BEST CASE CHOSEN FOR SECTION 5: Case 4 (Sex + Pclass) (Test R²: 0.3399)


### Section 4 Reflection
**Compare the train vs test results for each.**

- **Did Case 1 overfit or underfit? Explain:**

    Case 1 (Age) shows a very low R² for both training and test sets (close to zero). This indicates a very poor fit to the data, meaning the model is underfitting. It is too simple to capture any meaningful relationship between age and fare.

- **Did Case 2 overfit or underfit? Explain:**

    Case 2 (Family Size) also shows very low R² values. Similar to Case 1, the model is likely underfitting as family size alone does not explain much of the variance in the fare price.

- **Did Case 3 overfit or underfit? Explain:**

    Case 3 (Age + Family Size) also has very low R² scores. Combining two weak predictors generally still results in a weak model, leading to underfitting. The model is too basic for the complexity of the target variable.

- **Did Case 4 overfit or underfit? Explain:**

    Case 4 (Sex + Pclass) shows a significantly higher R² (around 0.40 - 0.50), and the R² values for the training and test sets are very close. This indicates a much better fit than the other cases and suggests the model is well-generalized, avoiding significant overfitting or underfitting. It is the strongest predictor so far.

#### **Adding Age**

- **Did adding age improve the model:**

    No. Comparing Case 2 (Family Size) to Case 3 (Age + Family Size), the R² barely changes, suggesting that age adds almost no predictive power to the model in this linear relationship.

- **Propose a possible explanation (consider how age might affect ticket price, and whether the data supports that):**

    The data supports that there is no simple linear relationship between age and the final fare price. While age might relate to wealth (and thus class), the relationship is likely too weak or non-linear to be captured by a simple linear regression model using age as a direct input.

#### **Worst**

- **Which case performed the worst:**

    Cases 1, 2, and 3 performed similarly poorly, with Case 1 (Age only) often having the lowest R².

- **How do you know:**

    The R² score for these cases is the closest to zero (or even negative), indicating that the models are performing no better than simply predicting the mean fare for every passenger. The RMSE and MAE are also high.

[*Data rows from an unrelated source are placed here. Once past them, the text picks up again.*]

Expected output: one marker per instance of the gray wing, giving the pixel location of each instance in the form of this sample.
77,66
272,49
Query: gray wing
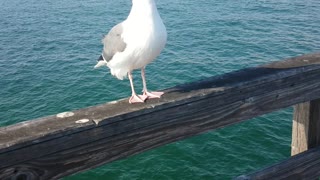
113,43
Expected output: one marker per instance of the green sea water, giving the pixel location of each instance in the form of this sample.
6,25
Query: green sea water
48,50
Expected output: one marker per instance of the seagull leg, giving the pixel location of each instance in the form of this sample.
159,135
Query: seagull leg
146,93
134,97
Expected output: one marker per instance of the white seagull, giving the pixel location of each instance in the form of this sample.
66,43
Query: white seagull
134,43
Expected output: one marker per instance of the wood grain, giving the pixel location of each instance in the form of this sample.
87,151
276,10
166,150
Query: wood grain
306,126
54,147
304,166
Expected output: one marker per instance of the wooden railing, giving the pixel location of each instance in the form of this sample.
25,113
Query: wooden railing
59,145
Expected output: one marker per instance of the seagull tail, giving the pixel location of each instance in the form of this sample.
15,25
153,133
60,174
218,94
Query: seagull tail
100,63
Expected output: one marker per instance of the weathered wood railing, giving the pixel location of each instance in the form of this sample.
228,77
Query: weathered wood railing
63,144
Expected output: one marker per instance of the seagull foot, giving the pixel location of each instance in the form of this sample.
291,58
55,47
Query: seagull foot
137,99
152,95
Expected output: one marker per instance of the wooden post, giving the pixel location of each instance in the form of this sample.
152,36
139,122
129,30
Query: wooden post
306,126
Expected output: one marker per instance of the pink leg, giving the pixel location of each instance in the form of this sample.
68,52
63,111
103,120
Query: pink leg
134,98
146,93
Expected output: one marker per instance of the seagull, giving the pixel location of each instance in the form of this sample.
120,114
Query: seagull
134,43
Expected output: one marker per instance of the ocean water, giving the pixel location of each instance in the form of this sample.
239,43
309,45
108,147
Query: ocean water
48,50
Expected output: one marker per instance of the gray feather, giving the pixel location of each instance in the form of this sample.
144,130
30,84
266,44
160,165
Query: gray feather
113,43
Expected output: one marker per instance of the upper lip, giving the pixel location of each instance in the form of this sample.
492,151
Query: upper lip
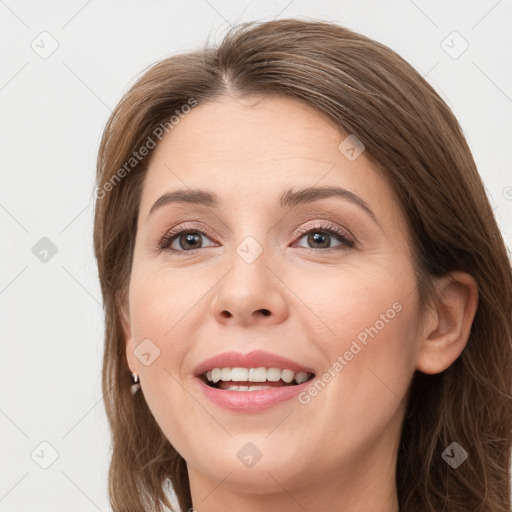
254,359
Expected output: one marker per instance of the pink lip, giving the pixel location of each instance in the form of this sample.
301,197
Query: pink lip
250,401
254,359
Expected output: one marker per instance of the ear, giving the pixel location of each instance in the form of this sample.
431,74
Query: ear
449,322
124,313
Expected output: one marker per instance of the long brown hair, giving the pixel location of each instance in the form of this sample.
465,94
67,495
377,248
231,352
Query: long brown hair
413,138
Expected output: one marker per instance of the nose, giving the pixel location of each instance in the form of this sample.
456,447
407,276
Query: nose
250,293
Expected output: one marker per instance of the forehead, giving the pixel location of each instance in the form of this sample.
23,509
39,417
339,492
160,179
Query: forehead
250,150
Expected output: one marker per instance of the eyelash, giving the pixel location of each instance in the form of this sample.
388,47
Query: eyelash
331,230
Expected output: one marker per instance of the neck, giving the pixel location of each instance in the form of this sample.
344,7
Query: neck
358,487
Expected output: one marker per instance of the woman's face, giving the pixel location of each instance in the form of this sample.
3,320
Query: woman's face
313,278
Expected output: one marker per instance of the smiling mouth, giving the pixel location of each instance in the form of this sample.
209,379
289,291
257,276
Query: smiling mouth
253,379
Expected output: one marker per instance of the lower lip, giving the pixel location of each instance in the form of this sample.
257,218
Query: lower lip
251,401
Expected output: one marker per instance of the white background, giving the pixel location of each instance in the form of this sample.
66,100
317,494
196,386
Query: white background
53,111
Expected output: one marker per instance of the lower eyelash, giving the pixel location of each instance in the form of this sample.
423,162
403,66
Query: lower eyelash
331,230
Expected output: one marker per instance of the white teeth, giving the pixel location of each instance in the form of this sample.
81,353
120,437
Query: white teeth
216,373
273,374
257,374
301,377
287,375
260,374
244,388
240,374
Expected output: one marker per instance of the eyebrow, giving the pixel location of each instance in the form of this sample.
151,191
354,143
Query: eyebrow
289,198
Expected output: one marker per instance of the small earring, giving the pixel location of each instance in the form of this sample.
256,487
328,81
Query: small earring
135,386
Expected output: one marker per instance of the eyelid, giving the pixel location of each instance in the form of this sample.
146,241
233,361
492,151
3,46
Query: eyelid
345,237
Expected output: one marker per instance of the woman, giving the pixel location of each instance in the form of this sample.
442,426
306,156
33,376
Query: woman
307,297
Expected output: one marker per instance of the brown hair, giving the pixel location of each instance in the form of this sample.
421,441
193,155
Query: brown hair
413,138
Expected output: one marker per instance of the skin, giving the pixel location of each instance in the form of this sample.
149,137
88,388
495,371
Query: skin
337,452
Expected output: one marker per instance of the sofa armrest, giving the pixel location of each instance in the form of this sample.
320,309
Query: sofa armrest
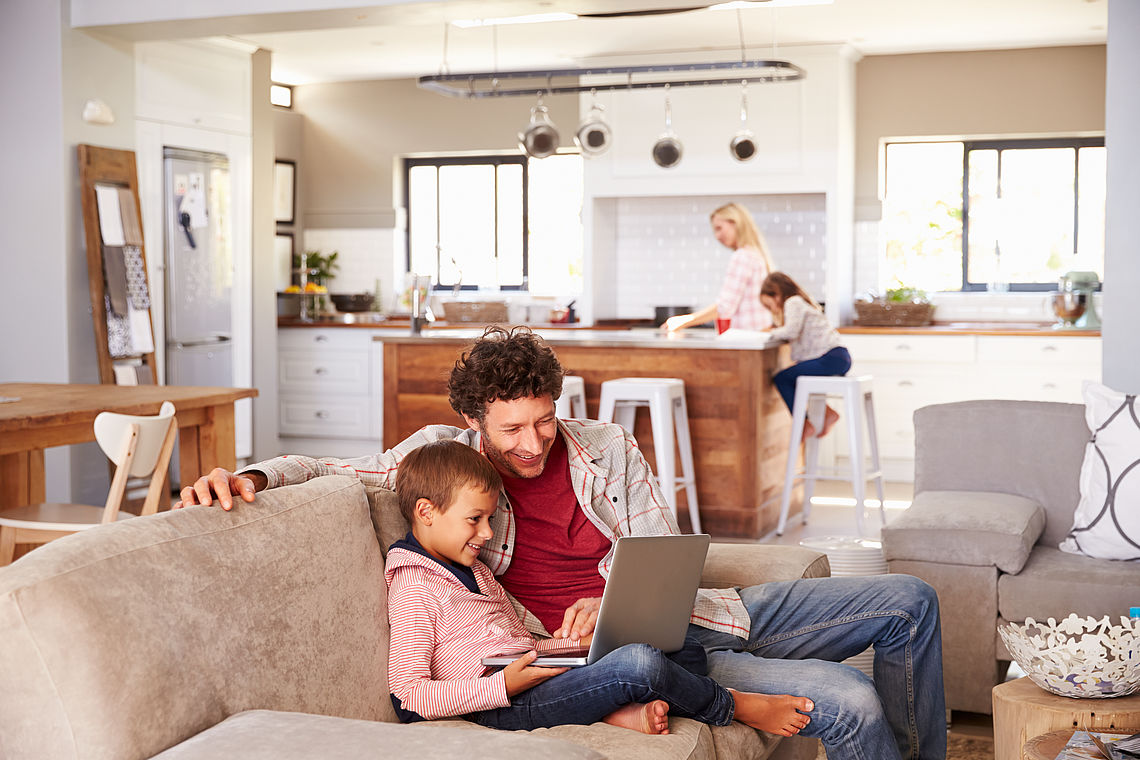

- **Do you think adding more training data would improve it (and why/why not):**

    No. Since these models are fundamentally underfitting (meaning the model is too simple for the data), adding more data will only confirm that the linear relationship between these inputs and the target is weak. A different, more complex model or better features are required, not just more samples.

#### **Best**

- **Which case performed the best:**

    Case 4 (Sex + Pclass).

- **How do you know:**

    Case 4 has the highest Test R² score (around 0.40 - 0.50), meaning it explains the largest proportion of the variance in the test set's fare price compared to the other three cases. It also has the lowest Test RMSE and MAE.

- **Do you think adding more training data would improve it (and why/why not):**

    It might slightly improve the model's robustness, but the primary limitation is still the features and the model complexity. While pclass is a strong feature, it cannot perfectly predict fare because the fare within each class still varies significantly. Further improvement would come from adding more relevant features (like deck) or using a non-linear model.